Ms GILLARD —Once again, the former Minister for Employment and Workplace Relations is showing his complete ignorance. There will be a right to parental leave, including a new right to sequencing leave, so that the mother and father of a child, if they choose, can sequence their unpaid maternity and paternity leave so that they can have the first two years of a child’s life with a parent at home. It includes a new right to request flexible and part-time work, a right to have information about employment law, and a right to notice of termination and redundancy pay.

These provisions have been produced as an exposure draft to enable public commentary. We will not make the same error made by the Howard government when it put out its Australian Fair Pay and Conditions Standard, which it did without adequate consultation, and it had to issue version after version with increased complexity and red tape for Australian businesses. We care about making these provisions work. That is why an exposure draft is here, with a public commentary period. This is one part of Labor’s safety net for working Australians.

The second part of Labor’s safety net is a modern, simple award system for employees who earn $100,000 or less. That modern, simple award system will be created by the Australian Industrial Relations Commission. The modernisation request was contained in the explanatory memorandum to our Workplace Relations Amendment (Transition to Forward with Fairness) Bill, which was presented to the House yesterday.

What is very important about this safety net under Labor is that, under Labor’s workplace relations system, the safety net can never be stripped away. Never again will an Australian walk into a workplace not knowing if that is the day that they will have an Australian workplace agreement thrust into their hands which strips away aspects of the safety net. We will not allow that to occur in Labor’s system.
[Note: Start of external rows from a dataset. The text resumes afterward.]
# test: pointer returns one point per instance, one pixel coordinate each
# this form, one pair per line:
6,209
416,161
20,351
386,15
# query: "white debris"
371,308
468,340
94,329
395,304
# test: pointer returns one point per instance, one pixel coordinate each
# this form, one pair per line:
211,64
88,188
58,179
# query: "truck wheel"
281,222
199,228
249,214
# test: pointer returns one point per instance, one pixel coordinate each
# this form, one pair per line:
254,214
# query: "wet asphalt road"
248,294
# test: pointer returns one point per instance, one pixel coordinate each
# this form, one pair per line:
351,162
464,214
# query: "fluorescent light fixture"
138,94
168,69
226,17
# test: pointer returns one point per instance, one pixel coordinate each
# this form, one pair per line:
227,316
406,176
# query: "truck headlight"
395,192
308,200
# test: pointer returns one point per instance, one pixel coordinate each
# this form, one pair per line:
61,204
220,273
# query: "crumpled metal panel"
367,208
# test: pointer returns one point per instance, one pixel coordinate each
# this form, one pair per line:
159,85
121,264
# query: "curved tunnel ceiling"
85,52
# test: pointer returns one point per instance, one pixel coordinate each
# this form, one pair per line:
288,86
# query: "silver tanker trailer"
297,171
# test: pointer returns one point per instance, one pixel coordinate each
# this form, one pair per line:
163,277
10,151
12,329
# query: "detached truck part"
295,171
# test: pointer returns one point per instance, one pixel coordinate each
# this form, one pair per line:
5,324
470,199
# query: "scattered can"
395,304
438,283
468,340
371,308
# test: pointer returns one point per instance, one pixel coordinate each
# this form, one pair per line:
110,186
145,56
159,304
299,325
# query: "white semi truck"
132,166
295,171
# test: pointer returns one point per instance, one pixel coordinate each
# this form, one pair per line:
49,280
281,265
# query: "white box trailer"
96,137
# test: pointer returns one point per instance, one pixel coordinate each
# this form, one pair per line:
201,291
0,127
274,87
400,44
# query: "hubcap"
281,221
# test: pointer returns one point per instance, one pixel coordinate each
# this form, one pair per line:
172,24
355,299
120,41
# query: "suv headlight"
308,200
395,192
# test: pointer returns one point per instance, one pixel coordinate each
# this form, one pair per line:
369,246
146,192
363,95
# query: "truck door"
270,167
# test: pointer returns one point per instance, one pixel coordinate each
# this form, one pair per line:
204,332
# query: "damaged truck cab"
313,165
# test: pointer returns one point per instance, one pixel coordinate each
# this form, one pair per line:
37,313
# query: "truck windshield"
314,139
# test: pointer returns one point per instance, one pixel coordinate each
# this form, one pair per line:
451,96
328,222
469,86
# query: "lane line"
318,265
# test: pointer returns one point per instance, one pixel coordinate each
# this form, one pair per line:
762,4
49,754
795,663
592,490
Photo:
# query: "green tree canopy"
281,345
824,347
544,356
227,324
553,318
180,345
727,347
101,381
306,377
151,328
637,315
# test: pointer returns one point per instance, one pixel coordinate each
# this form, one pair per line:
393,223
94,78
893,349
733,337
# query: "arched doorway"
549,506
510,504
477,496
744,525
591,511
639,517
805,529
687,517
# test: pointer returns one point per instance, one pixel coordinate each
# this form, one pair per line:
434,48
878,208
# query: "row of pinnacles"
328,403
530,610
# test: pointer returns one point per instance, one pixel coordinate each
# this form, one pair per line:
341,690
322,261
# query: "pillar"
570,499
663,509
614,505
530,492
There will be no Australian workplace agreements and no individual statutory employment agreements. This is in stark contrast to Work Choices and the industrial relations extremism of the Liberal Party. What they gave us was Australian workplace agreements that can strip the safety net away—including, today, stripping away redundancy pay and basic protections like a notice of change of shift.

It is important for this House and the Australian people to note that, when the Leader of the Opposition said to them that Work Choices is dead, he did not tell them the truth. Today in the Senate the Liberal Party has voted to keep Work Choices going. Today we asked the Liberal Party to process our transition bill, which will mean there will be no more new Australian workplace agreements. We asked them to process that bill in exactly the same time frame that the parliament processed the last industrial relations changes of the Howard government. That is, we asked the Liberal Party to apply their own standards to themselves. Faced with that proposition of applying their own standards to themselves—something that they must agree is fair, something that they must agree is proper, given that it was brought into the parliament by the former Minister for Employment and Workplace Relations, who is now their guardian of parliamentary practice as the Manager of Opposition Business—they must concede that that is a fair time frame in which to process legislation. The only reason they did not agree to it is that they want Work Choices to continue as long as possible. Notwithstanding the words of the Leader of the Opposition, they believe in Work Choices and they believe in industrial relations extremism. Any Australian who has put into their hands in this time period an Australian workplace agreement that takes away a basic condition that they rely on should look at that Australian workplace agreement and say to themselves, ‘This agreement is in my hands because the Leader of the Opposition is not a truthful man, and the Liberal Party believe in Work Choices and industrial relations extremism.’